Qu’il s’agisse de cyberespaces informatiques ou de décors de théâtre en carton pâte, ces univers virtuels intrafictionnels ne sont pas seulement l’occasion de jeux intellectuels et narratifs plus ou moins gratuits. Ils résonnent avec les interrogations contemporaines, propres à l’ère de l’information (Castells, 1999) sur la virtualisation du monde, dans une société saturée d’images plus ou moins truquées, régulièrement accusées de déréaliser le monde, voire de le mener à la catastrophe (Virilio, 2010). Dès 1991, Jean Baudrillard ne se demandait-il pas si la guerre du golfe avait vraiment eu lieu ?

Les espaces cyberpunks : les territoires de l’ordinateur

Le terme de cyberpunk a été forgé au début des années 80 par la contraction de « cybernétique » et « punk », pour désigner un courant constitué par une poignée d’auteurs de science-fiction, au premier rang desquels William Gibson, et Bruce Sterling (voir l’article d’Henri Desbois dans ce même numéro). Les romans – et plus tard, les films – considérés comme relevant de ce genre décrivent en général des dystopies, univers d’anticipation situés dans un futur proche, présentant souvent certains traits semblables : mégalopoles en déshérence, rongées par les inégalités, la violence et la pollution, livrées au pouvoir de multinationales cupides. Dans ces univers saturés de technologies numériques, les personnages sont souvent des marginaux, plus ou moins rebelles, inspirés par la figure du hacker, du pirate informatique. Une des composantes majeures des romans cyberpunk est bien sûr l’existence à l’intérieur de ces univers diégétiques d’un autre univers métadiégétique sous la forme d’un réseau informatique, plus ou moins évolué, comme la Matrice de Neuromancien (William Gibson, 1984) ou le Métavers du Samouraï virtuel (Neal Stephenson, 1992). C’est naturellement dans ce cyberespace que se déroule une partie des péripéties des romans cyberpunks, qui vont et viennent sans cesse entre les deux niveaux de réalité, diégétique et métadiégétique, et jouent de la confusion entre les deux.

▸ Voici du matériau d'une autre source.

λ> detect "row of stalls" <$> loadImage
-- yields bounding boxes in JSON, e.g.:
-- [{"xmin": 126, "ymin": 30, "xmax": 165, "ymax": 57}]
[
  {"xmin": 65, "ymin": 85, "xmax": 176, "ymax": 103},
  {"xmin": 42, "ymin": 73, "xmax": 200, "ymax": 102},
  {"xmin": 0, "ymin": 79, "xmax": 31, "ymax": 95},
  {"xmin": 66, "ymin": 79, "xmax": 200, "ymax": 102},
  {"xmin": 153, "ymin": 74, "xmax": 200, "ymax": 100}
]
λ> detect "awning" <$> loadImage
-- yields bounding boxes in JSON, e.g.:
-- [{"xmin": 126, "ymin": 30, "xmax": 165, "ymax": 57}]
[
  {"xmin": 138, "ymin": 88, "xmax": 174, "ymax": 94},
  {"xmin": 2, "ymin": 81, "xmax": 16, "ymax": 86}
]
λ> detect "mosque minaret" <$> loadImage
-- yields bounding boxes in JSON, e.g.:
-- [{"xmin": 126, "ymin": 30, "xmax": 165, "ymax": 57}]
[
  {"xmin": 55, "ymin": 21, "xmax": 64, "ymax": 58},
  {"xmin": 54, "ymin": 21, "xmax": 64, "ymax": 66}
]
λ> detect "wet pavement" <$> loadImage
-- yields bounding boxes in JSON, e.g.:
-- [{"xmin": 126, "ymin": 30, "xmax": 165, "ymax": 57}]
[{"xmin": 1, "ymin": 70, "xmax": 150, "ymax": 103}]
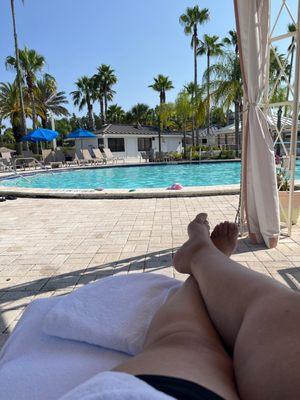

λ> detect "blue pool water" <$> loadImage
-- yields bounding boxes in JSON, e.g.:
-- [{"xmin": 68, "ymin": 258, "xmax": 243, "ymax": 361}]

Sans rentrer dans le débat sur la dénomination, le périmètre, la pertinence du genre cyberpunk, il est cependant évident que le développement de l’informatique ouvre au début des années 80 un nouveau champ des possibles à l’imaginaire des espaces virtuels. C’est l’époque des premiers jeux vidéo, des premières consoles et ordinateurs personnels, des premiers réseaux informatiques, etc. Ces innovations marquent les esprits, et l’on assiste à une véritable poussée du fantasme autour de ce qui apparaît encore comme un continent inconnu, une page vierge de l’histoire des sciences et des techniques, qui reste à écrire

Dans un premier temps, si l’on considère les espaces virtuels métadiégétiques des productions de cette époque, il semble que l’on puisse, pour qualifier leur contenu, reprendre la célèbre formule de Marshall Mac Luhan (1964) : the medium is the message. Mac Luhan pensait que la forme des média avait une influence plus déterminante sur l’organisation sociale et les rapports sociaux que le contenu véhiculé par ces mêmes médias. En adaptant cette idée à notre propos, on peut constater qu’aux débuts du cyberpunk, la nature et l’organisation du cyberespace métadiégétique est conçu par mimétisme du support de ce cyberespace : la machine informatique elle même. Ainsi, les espaces virtuels engendrés par les ordinateurs ressemblent à… des ordinateurs eux-mêmes. Des films comme Tron (1982), ou bien la Matrice de Neuromancien, nous plongent dans un monde abstrait de lignes lumineuses et de blocs géométriques, qui évoque le hardware du système informatique, un labyrinthe de circuits imprimés sur une carte mère, ou encore les interfaces des débuts de l’informatique grand public : graphiques primitifs verdâtres sur l’écran noir des premiers ordinateurs domestiques, façon Apple II ou Atari 1400. L’intéressant, dans le roman de Gibson, qui donne ses lettres de noblesse au cyberpunk par une véritable qualité d’écriture, c’est que les propriétés de l’espace virtuel métadiégétique débordent sur le monde diégétique. L’abstraction, la froideur, la dureté du cyberespace contaminent la dystopie. Le monde diégétique finit par être perçu par les personnages à travers le prisme du virtuel métadiégétique. Ainsi la neige qui tombe sur un paysage urbain est comparée à la neige qui balaie un écran en l’absence de transmission…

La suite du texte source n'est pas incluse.